Kool Haus, Toronto ON - April 7, 2004

BY Andrew SteenbergPublished May 1, 2004

Black Rebel Motorcycle Club has garnered a reputation as a band of bleary-eyed gadabouts slinging their equipment from town to town before during and after the release of an album. Yet, judging by this, BRMC's third Toronto gig in the past ten months, the band is dangerously close to presenting a trite curate's egg of a live show that may have even the most loyal fan growing jaded. Along with the confidence and taut musicianship gained through incessant touring, the band showed symptoms of the malaise and artistic indifference that come with playing the same songs over and over.
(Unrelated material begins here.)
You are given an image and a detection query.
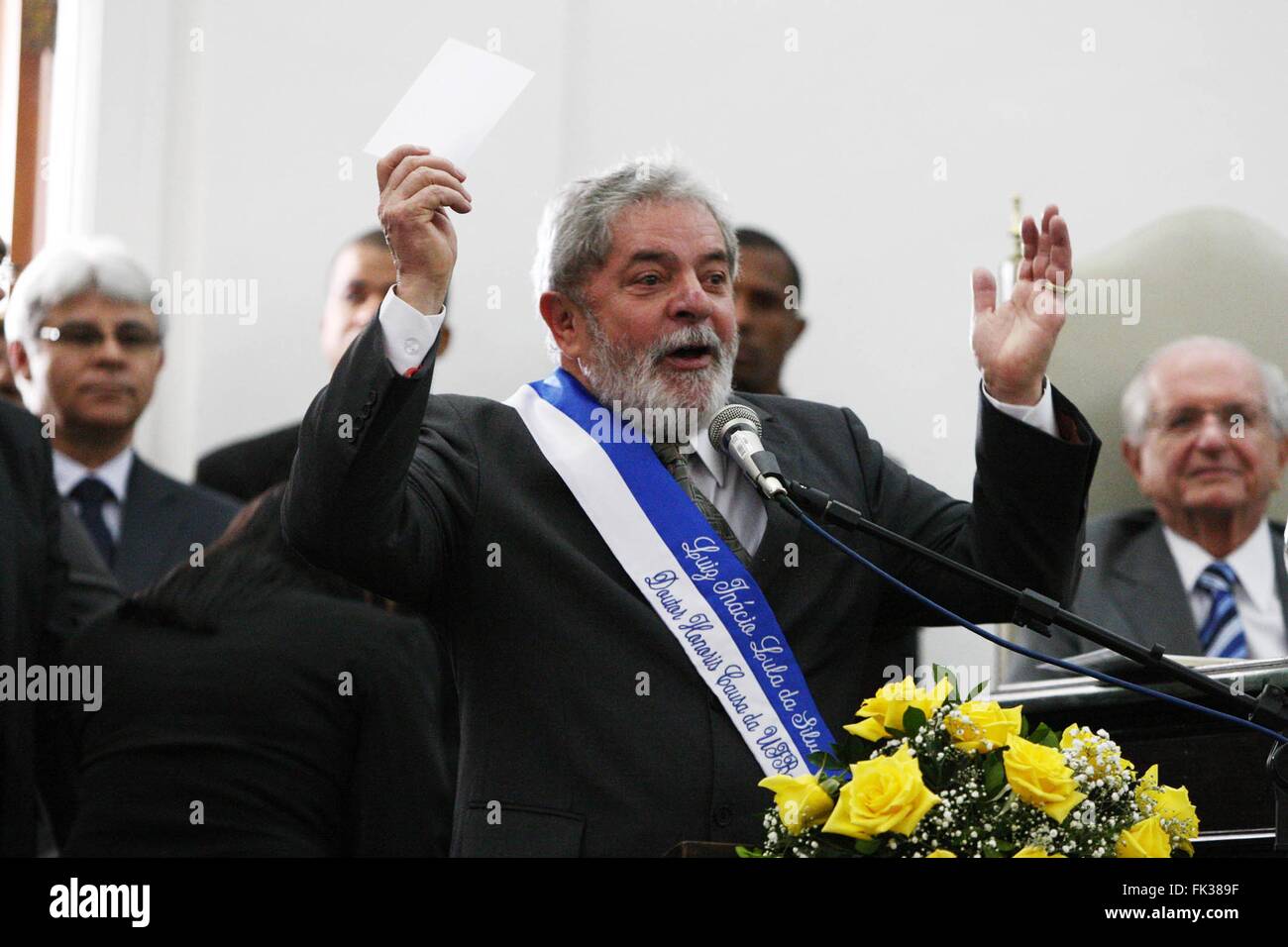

Bassist Robert Turner didn't just play the bass well, he, to borrow an old metal adage, "grabbed the bitch by the neck and made her scream." Drummer Nick Jago keeps time more than adequately. Pete Hayes has the swirling, distorted cacophony down, generating dangerous levels of volume from a single guitar. But we've heard it all before, several times. And so, apparently, has the band, dipping into a torpid mid-set marred by dragging tracks like "Rifles," from their debut album. For an encore they even resorted to an acoustic set, debuting a new song and rehashing "Love Burns" unplugged before finishing off with "Whatever Happened to My Rock'n'Roll." The response to which should prove that fans like the band far better as a noisy, unpredictable rock act. To their credit, co-headliners the Rapture offered high-energy moments of funk-punk brilliance devalued only by their inability to produce actual songs. Using chanted choruses, drum machines and errant instrumentation, the band played extended jams that teetered so close to a Robert Smith-fronted brand of freestyle you feared they may break into Lil' Suzy's "Take Me In Your Arms" at any moment, which may have been nice, but "House of Jealous Lovers" did just fine.